NEW YORK (Reuters Health) - The frequency of monosomy X is significantly higher in women with primary biliary cirrhosis than in healthy women or those with chronic hepatitis C, new research indicates.
PBC is known to affect women more often than men with a ratio of about 9 to 1.
The study findings suggest that “haploinsufficiency for specific X-linked genes leads to female susceptibility to primary biliary cirrhosis,” lead author Dr. Pietro Invernizzi, from the University of Milan in Italy, and colleagues note.
The findings, which are reported in the February 14th issue of The Lancet, are based on a study of 100 women with primary biliary cirrhosis, 50 with chronic hepatitis C, and 50 healthy controls. The rate of monosomy X was assessed in peripheral white blood cells with fluorescence in-situ hybridization.
In all groups, the researchers found that the rate of monosomy X increased with age. However, the age-related rise was steeper in the primary biliary cirrhosis group than in the other groups.

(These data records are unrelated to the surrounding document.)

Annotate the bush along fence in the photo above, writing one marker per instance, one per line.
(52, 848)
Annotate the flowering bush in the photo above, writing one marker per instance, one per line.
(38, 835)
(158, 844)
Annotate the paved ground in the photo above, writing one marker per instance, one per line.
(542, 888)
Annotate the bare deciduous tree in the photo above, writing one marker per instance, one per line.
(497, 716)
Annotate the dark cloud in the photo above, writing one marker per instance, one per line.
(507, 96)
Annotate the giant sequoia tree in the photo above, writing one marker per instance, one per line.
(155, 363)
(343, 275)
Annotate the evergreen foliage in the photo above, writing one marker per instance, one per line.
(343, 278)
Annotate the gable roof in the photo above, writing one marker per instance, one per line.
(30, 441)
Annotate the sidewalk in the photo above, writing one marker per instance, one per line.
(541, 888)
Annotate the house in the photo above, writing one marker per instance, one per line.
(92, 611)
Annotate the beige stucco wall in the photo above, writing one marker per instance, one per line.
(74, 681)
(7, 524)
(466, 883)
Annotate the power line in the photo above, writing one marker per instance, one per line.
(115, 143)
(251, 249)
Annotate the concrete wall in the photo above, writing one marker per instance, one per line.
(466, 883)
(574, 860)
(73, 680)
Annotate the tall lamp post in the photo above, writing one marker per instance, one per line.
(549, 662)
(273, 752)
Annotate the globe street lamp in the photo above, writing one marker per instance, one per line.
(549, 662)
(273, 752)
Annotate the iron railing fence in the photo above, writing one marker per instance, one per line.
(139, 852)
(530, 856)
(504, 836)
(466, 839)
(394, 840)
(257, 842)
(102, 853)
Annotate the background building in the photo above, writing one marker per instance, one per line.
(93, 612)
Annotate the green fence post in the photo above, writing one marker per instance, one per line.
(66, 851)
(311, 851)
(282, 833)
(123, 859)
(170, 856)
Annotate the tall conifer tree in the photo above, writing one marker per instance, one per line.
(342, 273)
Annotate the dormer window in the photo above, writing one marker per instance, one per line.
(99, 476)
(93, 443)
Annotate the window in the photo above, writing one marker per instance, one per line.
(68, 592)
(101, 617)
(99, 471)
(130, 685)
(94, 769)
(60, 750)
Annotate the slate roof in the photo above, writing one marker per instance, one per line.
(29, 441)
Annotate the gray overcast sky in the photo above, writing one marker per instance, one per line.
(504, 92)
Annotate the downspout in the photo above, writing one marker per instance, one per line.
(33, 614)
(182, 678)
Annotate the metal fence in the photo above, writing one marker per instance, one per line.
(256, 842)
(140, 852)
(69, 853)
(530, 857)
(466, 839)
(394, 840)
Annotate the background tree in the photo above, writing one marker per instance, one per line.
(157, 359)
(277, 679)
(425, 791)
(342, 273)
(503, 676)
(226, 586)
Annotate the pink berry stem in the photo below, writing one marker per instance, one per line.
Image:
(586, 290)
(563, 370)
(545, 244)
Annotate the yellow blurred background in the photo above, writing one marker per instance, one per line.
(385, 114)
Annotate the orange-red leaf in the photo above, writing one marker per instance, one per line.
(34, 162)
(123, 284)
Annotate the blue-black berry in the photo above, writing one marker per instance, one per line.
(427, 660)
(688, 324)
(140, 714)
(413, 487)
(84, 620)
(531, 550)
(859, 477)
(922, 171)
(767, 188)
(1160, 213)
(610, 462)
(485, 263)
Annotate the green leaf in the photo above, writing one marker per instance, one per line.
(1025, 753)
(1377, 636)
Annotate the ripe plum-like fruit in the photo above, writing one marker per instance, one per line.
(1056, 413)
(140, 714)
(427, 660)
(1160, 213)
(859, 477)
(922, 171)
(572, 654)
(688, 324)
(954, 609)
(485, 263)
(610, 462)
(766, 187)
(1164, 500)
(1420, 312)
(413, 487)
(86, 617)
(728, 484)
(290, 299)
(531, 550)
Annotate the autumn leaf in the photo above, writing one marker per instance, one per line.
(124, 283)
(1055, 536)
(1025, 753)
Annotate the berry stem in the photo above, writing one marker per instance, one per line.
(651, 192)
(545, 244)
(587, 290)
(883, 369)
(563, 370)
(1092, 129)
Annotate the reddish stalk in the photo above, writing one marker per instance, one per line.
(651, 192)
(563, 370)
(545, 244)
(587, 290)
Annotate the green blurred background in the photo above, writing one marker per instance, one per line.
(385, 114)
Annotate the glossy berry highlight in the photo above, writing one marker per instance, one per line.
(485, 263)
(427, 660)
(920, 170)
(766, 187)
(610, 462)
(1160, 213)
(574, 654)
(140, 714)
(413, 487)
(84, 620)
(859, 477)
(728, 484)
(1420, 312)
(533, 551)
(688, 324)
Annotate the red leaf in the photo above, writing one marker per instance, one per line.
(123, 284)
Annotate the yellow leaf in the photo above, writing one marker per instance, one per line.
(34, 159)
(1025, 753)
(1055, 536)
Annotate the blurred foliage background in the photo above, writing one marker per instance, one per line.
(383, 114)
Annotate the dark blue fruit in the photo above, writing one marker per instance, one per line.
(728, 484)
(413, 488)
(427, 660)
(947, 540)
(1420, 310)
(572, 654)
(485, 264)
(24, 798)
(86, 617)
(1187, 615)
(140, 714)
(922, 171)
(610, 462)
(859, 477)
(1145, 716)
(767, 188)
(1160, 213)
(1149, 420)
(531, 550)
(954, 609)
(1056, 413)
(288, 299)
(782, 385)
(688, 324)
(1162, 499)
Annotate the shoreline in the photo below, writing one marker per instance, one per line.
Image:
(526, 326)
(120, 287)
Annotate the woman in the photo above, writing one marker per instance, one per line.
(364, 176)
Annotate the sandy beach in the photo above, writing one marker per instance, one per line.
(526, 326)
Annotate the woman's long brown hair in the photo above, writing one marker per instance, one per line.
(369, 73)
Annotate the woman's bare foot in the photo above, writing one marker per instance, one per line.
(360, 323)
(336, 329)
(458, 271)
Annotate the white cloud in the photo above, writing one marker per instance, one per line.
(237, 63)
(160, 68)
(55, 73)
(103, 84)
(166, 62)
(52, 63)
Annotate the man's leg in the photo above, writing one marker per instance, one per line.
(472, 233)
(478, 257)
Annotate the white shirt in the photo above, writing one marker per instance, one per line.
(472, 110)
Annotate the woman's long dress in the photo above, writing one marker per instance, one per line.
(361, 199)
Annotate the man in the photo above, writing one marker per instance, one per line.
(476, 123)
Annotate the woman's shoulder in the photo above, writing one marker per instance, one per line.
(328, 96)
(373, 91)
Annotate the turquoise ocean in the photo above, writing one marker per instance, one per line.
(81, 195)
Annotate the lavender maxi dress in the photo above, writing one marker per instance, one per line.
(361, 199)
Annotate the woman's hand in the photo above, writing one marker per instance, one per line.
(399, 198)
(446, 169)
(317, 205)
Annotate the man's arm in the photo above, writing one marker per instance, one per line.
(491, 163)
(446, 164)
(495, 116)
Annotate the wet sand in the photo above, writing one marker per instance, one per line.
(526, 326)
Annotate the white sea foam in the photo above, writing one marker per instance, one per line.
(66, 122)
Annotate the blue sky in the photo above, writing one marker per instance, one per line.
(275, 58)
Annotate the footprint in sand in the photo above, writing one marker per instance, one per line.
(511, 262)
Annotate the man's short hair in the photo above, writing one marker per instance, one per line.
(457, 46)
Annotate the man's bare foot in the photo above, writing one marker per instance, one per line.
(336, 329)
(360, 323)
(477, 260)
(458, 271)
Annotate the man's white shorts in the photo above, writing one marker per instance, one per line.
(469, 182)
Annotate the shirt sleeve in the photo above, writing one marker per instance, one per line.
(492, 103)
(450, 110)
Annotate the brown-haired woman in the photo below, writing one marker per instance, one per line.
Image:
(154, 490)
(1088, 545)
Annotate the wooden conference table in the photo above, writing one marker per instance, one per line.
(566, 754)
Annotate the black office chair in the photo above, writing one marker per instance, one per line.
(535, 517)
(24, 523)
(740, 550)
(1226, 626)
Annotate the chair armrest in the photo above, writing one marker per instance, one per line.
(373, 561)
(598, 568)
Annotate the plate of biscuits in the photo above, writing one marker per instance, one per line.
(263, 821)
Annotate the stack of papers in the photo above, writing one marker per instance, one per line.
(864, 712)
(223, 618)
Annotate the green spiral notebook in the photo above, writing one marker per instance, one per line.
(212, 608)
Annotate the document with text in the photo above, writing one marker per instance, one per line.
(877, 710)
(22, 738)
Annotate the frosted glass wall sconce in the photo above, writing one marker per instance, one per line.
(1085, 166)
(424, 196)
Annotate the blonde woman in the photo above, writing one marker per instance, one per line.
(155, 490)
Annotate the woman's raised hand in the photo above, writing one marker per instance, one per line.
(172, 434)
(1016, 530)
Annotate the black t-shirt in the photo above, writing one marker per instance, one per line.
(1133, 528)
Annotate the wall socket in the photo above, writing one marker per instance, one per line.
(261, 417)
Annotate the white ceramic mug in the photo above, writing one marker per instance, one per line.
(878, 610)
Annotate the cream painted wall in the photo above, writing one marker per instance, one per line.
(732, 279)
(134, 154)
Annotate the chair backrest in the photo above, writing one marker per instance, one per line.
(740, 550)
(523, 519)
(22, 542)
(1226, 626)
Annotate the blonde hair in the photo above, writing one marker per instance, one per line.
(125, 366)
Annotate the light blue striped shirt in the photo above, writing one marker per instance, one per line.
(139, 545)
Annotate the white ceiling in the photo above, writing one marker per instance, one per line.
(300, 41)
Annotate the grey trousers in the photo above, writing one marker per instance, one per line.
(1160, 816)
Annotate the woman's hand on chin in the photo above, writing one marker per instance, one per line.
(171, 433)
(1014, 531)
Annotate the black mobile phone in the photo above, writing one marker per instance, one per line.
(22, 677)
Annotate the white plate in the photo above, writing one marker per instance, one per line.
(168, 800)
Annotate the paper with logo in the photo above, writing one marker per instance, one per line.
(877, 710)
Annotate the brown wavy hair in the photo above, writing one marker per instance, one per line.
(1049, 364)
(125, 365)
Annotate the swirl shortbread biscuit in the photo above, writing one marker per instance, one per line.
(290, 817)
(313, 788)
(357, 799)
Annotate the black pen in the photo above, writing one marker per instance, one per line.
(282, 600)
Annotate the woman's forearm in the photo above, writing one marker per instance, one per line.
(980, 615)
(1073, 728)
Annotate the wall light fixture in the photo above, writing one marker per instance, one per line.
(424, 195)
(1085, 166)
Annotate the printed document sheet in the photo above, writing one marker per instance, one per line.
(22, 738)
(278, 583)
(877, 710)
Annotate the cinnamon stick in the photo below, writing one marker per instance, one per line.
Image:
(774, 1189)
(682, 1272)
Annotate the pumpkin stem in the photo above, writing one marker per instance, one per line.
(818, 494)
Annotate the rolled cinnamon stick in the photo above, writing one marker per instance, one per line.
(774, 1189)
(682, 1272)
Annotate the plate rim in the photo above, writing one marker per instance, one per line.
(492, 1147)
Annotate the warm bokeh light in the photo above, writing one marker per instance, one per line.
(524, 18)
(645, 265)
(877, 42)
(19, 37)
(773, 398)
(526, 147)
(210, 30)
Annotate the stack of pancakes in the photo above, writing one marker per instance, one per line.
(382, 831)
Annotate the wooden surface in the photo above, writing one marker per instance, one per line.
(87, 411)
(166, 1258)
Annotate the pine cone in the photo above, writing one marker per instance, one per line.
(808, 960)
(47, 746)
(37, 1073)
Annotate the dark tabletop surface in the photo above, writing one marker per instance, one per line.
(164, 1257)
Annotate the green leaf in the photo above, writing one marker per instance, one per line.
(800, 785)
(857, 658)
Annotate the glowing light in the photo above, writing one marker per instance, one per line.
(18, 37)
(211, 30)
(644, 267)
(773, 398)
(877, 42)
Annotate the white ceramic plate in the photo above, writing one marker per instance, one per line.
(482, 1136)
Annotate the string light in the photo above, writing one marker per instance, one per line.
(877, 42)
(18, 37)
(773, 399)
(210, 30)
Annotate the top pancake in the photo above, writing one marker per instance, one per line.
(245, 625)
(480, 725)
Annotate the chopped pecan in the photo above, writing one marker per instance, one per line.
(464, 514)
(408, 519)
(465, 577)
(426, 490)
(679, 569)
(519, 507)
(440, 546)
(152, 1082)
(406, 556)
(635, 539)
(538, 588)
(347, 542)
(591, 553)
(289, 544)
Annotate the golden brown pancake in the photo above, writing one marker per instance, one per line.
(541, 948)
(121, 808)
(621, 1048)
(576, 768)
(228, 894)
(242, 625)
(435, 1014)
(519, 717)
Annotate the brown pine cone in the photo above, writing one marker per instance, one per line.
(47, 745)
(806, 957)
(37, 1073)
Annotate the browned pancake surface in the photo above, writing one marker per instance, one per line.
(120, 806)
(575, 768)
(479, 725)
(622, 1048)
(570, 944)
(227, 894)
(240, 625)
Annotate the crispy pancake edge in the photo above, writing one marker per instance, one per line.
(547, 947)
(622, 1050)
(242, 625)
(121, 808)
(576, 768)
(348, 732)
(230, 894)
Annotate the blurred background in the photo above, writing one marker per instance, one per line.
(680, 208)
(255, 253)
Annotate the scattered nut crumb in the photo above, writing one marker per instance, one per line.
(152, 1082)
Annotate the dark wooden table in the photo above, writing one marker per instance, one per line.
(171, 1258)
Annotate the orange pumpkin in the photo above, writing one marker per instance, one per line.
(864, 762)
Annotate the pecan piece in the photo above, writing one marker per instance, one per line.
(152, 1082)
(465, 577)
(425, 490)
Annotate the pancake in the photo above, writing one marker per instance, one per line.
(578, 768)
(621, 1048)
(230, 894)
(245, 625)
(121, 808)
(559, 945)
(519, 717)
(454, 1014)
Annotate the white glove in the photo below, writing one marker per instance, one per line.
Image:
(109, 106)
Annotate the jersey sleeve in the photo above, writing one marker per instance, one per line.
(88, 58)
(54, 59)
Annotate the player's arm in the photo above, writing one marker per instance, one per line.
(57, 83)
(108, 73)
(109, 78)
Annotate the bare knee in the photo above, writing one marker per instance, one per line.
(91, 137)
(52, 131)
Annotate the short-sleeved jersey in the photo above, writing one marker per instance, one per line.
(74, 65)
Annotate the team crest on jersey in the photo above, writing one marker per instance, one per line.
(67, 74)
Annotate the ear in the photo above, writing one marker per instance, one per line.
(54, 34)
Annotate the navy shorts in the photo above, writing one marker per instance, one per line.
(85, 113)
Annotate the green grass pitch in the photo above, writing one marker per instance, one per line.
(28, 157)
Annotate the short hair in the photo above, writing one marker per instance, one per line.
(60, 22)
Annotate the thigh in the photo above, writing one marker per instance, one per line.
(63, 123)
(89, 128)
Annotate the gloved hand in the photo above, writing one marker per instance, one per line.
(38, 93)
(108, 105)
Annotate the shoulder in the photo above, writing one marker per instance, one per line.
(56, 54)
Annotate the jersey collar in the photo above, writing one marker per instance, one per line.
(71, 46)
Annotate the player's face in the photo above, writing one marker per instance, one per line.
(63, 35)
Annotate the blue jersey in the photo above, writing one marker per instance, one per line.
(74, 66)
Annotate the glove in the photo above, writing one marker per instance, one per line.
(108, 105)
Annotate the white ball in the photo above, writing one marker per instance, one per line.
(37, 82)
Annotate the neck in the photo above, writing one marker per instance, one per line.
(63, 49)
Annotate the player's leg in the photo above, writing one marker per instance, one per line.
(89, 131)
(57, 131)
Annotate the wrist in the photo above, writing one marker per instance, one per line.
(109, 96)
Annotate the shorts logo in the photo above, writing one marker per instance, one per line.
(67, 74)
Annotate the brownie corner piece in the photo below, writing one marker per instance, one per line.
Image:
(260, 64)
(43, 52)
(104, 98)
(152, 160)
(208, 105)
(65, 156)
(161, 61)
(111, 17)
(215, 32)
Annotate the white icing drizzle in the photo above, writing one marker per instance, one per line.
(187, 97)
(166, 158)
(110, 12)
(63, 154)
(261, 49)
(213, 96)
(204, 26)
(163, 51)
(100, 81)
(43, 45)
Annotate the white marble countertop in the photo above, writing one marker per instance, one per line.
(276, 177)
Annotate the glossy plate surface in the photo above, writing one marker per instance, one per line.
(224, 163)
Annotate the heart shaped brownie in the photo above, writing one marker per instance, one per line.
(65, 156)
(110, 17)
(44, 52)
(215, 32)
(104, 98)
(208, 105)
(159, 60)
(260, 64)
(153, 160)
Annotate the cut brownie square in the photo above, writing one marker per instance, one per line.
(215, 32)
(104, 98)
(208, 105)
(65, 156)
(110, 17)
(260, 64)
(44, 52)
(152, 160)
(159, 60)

After adjusting for age, the rate of monosomy X in the primary biliary cirrhosis group was nearly two times higher than that of the other groups, the investigators point out. Within the primary biliary cirrhosis group, monosomy X rates did not differ by disease stage or by serum bilirubin level.
The increased rate of monosomy X in the primary biliary cirrhosis group suggests “the presence of X chromosome instability,” the authors state. “No convincing explanation has been given for female predisposition to autoimmune diseases but, based on the present data and the assumption that X chromosome defects might also exist in men with primary biliary cirrhosis, we suggest that the X chromosome could play a major part.”